Thank you to all of you that have taken action through our alerts! We have more to report on the hearings and investigations into DOI.
The Interior Department Inspector General has launched a major ethics investigation. The probe includes six top officials, including Ryan Zinke.
The probe involving ethics complaint (s) filed in February alleging the officials routinely disregarded rules requiring they recuse themselves from official meetings with former employers or lobbying clients.
Secretary Bernhardt is a former oil lobbyist who’s been accused of making at least 15 policy decisions that directly benefited former clients since he joined the agency in 2017.
Ryan Zinke, resigned in December as he faced at least 17 federal investigations into his suspected ethics violations and corruption, including a criminal probe into whether he lied to Interior Department investigators.
We are working hard. The investigation(s) into Ryan Zinke may go much further and, has real potential, to include a handful of Bureau of Land Management employees (and the wild horse program). We are working hard. The greatest obstacle to progress is long standing greed and abuse of power. It must stop.
OIG complaint 17-0707 into John Ruhs and abuse of power and misuse of tax payer funding (directly related to wild horses) is still at play in a Congressional conversation as well. Our regular readers will remember the trail of that complaint. We are working to keep it part of the discussion and not lost in the “poker games.”

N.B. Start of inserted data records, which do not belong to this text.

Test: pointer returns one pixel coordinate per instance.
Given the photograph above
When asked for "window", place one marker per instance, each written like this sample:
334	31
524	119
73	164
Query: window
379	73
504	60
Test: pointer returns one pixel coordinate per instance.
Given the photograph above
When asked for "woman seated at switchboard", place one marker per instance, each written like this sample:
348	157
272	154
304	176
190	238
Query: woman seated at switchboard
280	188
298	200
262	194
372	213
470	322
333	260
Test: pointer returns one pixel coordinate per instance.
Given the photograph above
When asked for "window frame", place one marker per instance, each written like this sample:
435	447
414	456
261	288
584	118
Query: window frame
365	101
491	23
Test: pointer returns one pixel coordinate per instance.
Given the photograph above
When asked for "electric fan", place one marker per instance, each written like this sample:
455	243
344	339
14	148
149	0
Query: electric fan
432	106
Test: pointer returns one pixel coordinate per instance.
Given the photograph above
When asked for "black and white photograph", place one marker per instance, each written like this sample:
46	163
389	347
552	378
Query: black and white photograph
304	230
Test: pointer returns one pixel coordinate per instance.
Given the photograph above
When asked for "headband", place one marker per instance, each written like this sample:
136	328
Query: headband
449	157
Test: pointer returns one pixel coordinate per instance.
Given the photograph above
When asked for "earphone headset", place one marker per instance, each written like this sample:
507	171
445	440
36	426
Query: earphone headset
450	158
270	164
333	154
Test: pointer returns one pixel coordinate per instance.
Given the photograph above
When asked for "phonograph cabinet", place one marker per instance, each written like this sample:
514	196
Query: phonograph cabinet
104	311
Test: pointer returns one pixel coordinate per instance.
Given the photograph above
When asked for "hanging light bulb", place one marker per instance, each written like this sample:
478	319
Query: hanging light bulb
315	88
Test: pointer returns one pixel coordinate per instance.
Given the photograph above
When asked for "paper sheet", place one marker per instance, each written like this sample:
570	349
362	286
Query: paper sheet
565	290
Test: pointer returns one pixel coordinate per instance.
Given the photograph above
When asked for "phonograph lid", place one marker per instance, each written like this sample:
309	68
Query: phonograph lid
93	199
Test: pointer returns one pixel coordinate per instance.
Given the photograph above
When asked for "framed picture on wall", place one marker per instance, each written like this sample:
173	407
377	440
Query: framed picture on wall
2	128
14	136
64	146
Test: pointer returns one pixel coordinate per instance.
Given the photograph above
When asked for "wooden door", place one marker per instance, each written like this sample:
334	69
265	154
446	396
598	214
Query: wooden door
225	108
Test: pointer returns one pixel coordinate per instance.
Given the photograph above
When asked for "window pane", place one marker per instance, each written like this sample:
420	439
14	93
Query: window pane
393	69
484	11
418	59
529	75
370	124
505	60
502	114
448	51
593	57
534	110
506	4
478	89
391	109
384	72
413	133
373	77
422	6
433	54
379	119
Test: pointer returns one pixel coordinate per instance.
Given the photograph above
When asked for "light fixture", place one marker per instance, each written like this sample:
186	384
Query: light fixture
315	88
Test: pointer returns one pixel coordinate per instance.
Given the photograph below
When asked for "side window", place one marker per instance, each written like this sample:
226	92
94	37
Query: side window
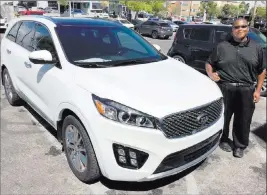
187	32
147	23
25	35
127	41
43	40
13	32
220	36
200	34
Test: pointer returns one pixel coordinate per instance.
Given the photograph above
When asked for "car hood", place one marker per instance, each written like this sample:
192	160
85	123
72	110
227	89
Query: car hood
158	88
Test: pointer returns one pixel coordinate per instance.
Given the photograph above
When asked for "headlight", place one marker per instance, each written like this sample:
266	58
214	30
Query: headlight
123	114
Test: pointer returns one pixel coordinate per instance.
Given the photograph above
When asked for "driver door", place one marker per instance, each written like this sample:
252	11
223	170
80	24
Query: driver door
46	80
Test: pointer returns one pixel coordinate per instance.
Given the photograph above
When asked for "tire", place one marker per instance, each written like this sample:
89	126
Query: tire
11	94
90	172
154	34
179	58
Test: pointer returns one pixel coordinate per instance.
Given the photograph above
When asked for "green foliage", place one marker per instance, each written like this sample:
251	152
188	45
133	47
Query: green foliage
261	11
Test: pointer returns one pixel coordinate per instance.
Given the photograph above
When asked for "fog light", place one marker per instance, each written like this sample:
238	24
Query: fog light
134	162
121	152
128	157
122	159
132	154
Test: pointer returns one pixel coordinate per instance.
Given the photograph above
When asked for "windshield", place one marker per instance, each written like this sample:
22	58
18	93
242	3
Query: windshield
84	45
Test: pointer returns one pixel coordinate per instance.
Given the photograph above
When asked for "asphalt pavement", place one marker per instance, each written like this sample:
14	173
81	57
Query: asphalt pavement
32	161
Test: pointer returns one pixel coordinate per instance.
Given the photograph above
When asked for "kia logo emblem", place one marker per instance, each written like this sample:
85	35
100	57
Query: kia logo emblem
202	119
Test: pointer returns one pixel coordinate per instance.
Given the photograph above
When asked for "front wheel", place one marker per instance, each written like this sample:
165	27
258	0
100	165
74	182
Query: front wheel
79	151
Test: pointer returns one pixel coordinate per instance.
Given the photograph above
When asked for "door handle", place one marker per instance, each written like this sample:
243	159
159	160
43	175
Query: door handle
28	65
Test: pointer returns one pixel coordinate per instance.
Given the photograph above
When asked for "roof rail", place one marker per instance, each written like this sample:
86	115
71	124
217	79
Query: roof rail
41	16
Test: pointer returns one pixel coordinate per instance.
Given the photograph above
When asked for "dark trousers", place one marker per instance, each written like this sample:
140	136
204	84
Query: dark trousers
238	100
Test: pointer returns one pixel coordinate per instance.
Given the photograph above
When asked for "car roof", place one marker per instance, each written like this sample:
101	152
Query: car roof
69	21
207	25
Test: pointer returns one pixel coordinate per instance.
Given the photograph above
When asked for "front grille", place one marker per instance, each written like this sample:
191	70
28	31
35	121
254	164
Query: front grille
188	155
191	121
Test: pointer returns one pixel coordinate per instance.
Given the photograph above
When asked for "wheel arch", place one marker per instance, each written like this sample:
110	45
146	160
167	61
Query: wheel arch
66	109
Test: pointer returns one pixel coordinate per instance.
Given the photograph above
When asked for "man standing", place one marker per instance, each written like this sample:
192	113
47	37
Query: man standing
238	66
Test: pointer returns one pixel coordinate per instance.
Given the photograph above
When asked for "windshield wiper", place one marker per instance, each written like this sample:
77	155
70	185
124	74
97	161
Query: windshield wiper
131	62
91	65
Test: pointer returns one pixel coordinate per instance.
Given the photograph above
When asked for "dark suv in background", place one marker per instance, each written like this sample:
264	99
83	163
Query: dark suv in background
194	43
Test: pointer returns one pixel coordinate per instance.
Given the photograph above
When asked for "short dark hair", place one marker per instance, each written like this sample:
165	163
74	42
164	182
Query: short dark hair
239	19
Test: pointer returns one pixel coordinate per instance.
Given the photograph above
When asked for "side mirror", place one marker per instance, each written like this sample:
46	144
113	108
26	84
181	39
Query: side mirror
157	47
41	57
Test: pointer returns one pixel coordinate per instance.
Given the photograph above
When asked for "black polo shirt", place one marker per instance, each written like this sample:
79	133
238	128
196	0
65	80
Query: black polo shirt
238	62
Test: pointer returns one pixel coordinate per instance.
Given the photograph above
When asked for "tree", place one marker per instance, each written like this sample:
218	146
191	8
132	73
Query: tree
210	8
145	5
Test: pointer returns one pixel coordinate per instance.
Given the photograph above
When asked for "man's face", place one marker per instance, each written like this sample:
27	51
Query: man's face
240	29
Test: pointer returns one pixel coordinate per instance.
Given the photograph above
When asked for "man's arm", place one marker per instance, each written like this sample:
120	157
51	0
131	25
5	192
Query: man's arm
213	58
261	70
260	82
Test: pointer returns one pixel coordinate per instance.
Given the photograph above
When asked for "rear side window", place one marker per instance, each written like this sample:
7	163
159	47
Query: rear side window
164	24
25	35
200	34
13	32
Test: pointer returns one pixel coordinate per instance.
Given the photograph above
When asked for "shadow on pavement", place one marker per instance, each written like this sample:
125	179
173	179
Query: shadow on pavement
261	132
148	185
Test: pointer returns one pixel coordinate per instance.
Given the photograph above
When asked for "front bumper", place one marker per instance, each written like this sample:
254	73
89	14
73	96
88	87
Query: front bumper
151	141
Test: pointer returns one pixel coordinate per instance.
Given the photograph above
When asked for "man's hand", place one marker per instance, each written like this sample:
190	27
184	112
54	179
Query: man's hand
256	96
214	76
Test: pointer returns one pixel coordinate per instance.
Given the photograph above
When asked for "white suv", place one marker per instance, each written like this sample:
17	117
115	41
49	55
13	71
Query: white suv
121	108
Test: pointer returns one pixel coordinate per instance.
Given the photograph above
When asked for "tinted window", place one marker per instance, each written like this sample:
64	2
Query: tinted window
105	45
200	34
164	24
221	35
25	35
13	32
148	23
187	32
43	40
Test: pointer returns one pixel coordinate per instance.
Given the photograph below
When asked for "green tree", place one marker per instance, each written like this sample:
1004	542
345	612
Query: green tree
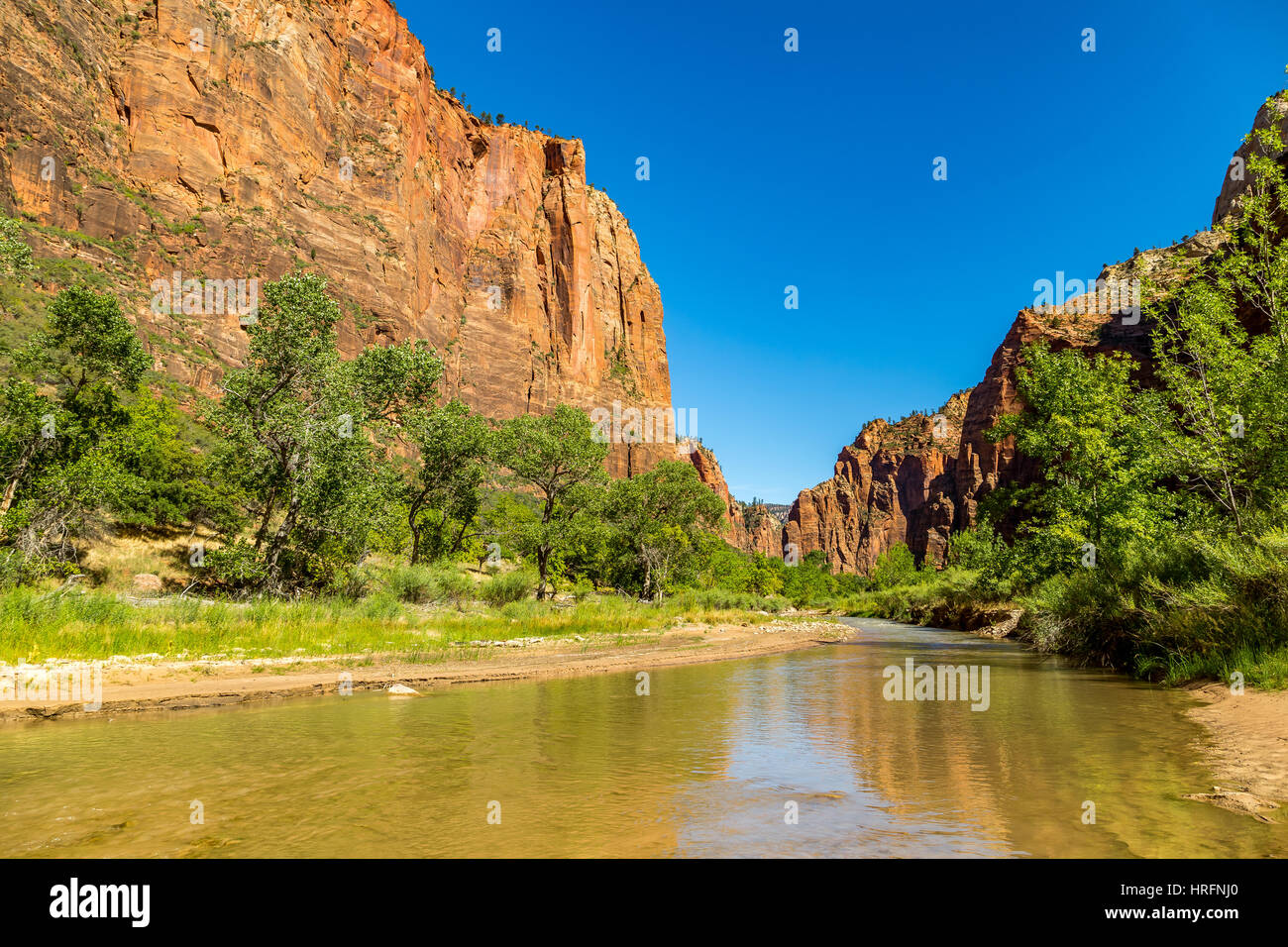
308	437
58	476
558	458
1100	462
455	449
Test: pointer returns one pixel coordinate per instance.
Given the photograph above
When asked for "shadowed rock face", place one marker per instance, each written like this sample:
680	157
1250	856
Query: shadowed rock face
751	528
894	484
240	140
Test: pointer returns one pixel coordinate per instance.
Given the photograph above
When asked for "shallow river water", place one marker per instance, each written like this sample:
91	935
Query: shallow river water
787	755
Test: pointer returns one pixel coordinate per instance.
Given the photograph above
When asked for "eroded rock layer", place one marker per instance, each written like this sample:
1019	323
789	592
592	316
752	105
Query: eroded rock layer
240	140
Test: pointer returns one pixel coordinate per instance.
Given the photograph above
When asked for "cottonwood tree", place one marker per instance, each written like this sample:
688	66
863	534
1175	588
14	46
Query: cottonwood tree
1102	464
455	450
655	519
558	458
54	425
308	437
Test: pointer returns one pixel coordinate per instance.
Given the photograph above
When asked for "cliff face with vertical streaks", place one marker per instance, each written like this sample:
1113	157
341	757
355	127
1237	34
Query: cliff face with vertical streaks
236	140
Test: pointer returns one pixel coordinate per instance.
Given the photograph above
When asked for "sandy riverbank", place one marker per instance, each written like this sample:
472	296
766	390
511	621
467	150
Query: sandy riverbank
159	684
1247	748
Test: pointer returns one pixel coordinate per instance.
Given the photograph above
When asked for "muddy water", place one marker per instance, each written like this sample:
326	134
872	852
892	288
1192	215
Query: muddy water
713	762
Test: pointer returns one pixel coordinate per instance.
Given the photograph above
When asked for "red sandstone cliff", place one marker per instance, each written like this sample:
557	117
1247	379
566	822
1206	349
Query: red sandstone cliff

Thank you! We will have an action item for you soon. These need to be specific and timing is everything. We will keep you updated.
repost from March 6, 2019
The Train Leaves the Station
On March 2, 2017 Ryan Zinke (R-MT) rides a horse (with his heels up) to his first day on the job as Secretary of Interior. Conflicting soundbites of “I’m like Teddy Roosevelt!” and “Energy First!” begin to dominate headlines as Zinke installs hunting video games, issues memos that a flag needs to be raised when he is in the building and has a revolving hat rack of cowboy hats, park service hats and hunting caps, depending on the news cycle.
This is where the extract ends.